Authors: Diana Palmer
Tags: #Man-Woman Relationships, #General, #Romance, #Historical, #Fiction, #Texas, #Love Stories
Children had been another problem. She'd worked
up enough nerve to approach Coleman shortly after their marriage and ask him if
he wanted them. She'd thought in her innocence that a child might make their
relationship easier. His face had gone a horrible pale shade, and he'd said
things to her that she still had trouble accepting. No, he'd told her, he
didn't want children. Not with a pampered little rich girl like Lacy. And after
a few more insulting words, he'd stormed off in a black temper. She'd never had
the nerve to ask him a second time. In her heart, she'd hoped that she might
become pregnant after that uncomfortable night in his bed, but it hadn't
happened. Maybe it was just as well, because Cole would let no one close to
him. She'd tried everything except being herself. It was hard to be herself
around Cole, because he inhibited her so much. She wanted to play with him and
tease him and make him laugh. She wanted to make him young, because he'd never
been that. He'd been a man ever since she'd known him, a solitary, lonely
figure with steel in his makeup—even at the age of nineteen—which he'd been
when Lacy came to live with the Whitehalls.

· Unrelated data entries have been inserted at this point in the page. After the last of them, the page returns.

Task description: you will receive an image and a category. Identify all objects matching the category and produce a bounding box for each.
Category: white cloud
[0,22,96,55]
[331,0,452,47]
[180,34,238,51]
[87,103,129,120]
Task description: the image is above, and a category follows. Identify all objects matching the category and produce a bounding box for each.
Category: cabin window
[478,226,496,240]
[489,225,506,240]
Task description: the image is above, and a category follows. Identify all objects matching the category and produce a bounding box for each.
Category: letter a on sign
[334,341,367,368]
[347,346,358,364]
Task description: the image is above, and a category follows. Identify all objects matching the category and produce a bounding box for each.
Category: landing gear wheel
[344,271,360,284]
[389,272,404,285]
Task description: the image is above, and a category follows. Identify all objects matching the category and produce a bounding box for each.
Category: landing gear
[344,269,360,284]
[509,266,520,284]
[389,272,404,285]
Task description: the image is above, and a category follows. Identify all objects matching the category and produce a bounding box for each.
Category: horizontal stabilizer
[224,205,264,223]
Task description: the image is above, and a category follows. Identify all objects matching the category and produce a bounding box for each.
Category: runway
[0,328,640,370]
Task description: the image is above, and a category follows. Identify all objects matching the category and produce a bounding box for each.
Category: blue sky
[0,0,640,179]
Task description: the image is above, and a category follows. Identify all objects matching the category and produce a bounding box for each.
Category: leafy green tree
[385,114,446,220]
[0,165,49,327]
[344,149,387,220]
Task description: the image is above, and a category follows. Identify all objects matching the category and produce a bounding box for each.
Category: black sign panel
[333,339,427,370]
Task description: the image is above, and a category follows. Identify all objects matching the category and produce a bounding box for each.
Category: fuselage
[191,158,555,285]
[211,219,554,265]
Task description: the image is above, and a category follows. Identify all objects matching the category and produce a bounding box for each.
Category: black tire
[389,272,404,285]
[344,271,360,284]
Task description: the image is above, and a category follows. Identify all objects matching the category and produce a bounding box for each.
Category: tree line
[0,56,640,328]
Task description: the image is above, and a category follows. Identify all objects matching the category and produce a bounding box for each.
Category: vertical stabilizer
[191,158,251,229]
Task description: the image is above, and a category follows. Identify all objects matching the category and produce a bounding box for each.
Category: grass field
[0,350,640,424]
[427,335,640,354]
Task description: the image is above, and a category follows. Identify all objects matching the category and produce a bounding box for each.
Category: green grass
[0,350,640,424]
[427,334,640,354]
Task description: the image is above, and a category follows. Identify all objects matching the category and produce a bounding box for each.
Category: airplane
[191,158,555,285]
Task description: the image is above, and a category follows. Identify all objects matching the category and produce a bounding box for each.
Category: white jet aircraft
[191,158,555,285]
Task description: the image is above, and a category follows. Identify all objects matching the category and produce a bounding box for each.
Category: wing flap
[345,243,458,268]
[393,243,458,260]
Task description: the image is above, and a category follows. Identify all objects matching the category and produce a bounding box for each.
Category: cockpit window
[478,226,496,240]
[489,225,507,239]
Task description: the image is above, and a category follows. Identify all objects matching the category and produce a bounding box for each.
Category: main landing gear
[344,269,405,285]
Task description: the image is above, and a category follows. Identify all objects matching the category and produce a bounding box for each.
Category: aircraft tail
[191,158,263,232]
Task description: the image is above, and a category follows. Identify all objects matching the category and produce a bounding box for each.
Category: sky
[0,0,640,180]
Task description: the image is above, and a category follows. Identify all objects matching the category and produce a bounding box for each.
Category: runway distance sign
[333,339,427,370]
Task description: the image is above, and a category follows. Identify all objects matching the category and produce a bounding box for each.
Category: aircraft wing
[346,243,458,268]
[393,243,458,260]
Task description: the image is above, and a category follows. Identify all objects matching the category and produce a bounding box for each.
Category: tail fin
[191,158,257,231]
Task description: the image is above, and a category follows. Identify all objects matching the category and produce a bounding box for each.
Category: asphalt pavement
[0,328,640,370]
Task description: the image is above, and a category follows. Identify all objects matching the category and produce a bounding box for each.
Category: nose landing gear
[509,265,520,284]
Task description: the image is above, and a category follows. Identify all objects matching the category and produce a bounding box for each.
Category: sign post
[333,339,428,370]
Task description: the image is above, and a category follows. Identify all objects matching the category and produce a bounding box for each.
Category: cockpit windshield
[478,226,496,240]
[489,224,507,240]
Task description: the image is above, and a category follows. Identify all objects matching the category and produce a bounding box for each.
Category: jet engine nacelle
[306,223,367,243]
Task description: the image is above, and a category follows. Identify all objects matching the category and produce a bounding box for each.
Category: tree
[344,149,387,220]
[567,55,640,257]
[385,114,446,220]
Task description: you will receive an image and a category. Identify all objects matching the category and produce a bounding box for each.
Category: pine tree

In the other room, the radio was giving out New Orleans jazz, and the new Charleston dance was being demonstrated by two visitors whom
Lacy didn't know. There were a lot of people in the house that she didn't know.
What did it matter? They filled the empty rooms.

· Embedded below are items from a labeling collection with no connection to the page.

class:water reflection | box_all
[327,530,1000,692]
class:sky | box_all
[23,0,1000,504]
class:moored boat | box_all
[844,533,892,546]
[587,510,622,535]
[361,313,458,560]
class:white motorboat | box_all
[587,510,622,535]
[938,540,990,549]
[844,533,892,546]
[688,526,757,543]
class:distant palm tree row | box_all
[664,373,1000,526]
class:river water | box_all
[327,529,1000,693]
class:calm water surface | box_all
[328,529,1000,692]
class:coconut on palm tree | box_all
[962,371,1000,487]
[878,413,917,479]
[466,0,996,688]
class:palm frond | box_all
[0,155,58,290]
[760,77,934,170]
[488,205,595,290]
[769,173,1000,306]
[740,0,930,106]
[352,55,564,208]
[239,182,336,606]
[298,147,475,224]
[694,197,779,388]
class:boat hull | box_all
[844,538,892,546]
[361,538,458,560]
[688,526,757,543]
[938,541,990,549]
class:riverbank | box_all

Lacy walked down the hall, her knee-length gray
dress clinging softly to the slender lines of her body, down her hose-clad legs,
to her buckled high heels. She felt restless again, hungry. She remembered the
hardness of Cole's mouth, the aching sweetness of his kiss that left her lips
softly swollen. All that exquisite passion they'd shared the morning in the
barn, and it had led to.. .that. She shivered. Surely women only allowed men
such license with their bodies to get children.

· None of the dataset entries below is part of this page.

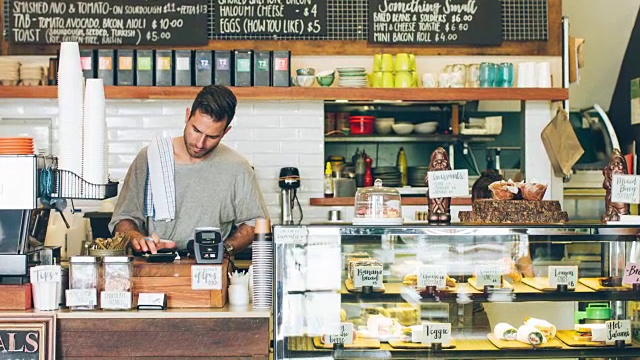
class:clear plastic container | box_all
[353,179,402,225]
[69,256,98,310]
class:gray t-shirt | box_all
[109,144,268,248]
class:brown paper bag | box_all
[540,108,584,176]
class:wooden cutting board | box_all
[487,333,562,350]
[389,339,456,349]
[578,278,631,291]
[556,330,639,348]
[313,336,380,349]
[344,278,385,293]
[467,278,513,291]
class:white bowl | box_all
[414,121,438,134]
[373,118,396,135]
[391,123,414,135]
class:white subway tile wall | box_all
[0,99,330,222]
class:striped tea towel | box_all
[145,137,176,221]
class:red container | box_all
[349,116,374,135]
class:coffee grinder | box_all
[278,167,303,225]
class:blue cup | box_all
[479,63,497,87]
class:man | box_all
[109,85,267,254]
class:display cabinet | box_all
[274,224,640,359]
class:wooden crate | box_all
[133,259,229,308]
[0,284,32,310]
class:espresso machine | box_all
[0,155,60,284]
[278,167,303,225]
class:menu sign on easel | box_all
[5,0,208,46]
[213,0,327,36]
[368,0,502,45]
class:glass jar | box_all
[67,256,98,310]
[100,256,133,310]
[353,179,402,225]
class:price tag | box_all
[476,265,502,288]
[65,288,98,307]
[323,323,353,345]
[353,266,382,288]
[418,265,447,289]
[191,265,222,290]
[427,169,469,199]
[622,263,640,285]
[100,291,131,310]
[549,266,578,289]
[611,175,640,204]
[273,226,307,245]
[30,265,62,283]
[604,320,631,344]
[422,323,451,346]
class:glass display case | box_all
[274,224,640,359]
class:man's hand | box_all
[131,233,176,254]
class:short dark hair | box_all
[189,85,238,126]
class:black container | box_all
[213,51,233,86]
[173,50,193,86]
[271,51,291,87]
[233,50,253,86]
[135,50,154,86]
[155,50,174,86]
[194,50,213,86]
[253,51,271,86]
[116,49,135,86]
[80,49,98,79]
[98,49,116,86]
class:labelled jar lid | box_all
[69,256,98,264]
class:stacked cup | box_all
[82,79,108,198]
[58,42,84,176]
[251,219,274,309]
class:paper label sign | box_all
[427,169,469,199]
[622,263,640,285]
[273,226,307,245]
[549,266,578,289]
[324,323,353,345]
[611,174,640,204]
[604,320,631,344]
[191,265,222,290]
[100,291,131,310]
[422,323,451,345]
[418,265,447,289]
[65,289,98,307]
[476,265,502,288]
[353,266,382,288]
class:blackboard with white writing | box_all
[7,0,208,46]
[214,0,327,37]
[368,0,502,45]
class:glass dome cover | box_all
[353,179,402,225]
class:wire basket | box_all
[51,170,118,200]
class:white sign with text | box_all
[427,169,469,199]
[611,174,640,204]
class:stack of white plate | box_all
[58,42,84,179]
[336,66,369,87]
[251,241,273,309]
[0,59,20,85]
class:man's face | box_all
[184,111,231,159]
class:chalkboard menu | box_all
[214,0,327,37]
[369,0,502,45]
[7,0,208,45]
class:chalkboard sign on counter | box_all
[368,0,502,45]
[214,0,327,37]
[8,0,208,46]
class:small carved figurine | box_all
[424,147,451,223]
[602,149,629,222]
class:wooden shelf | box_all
[310,196,471,206]
[0,86,569,102]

Bess, one of her married friends, had told her
that sex was the most exquisite experience in her life.
"Mahhhhhvelous," she
'd
said, laughing, her eyes full of the love she shared with her husband of five
years. Lacy had been curious, despite her bad experience, to find out if
intimacy could be pleasurable. But she wasn't quite curious enough to let
George Simon have what he'd been lusting after for the past few weeks. George
was a sweet man, a good friend. But the thought of his greedy hands on her body
was somehow offensive. It was a kind of sacrilege to think of letting anyone
but Cole touch her that way.
What utter rot, she thought, with a harsh laugh.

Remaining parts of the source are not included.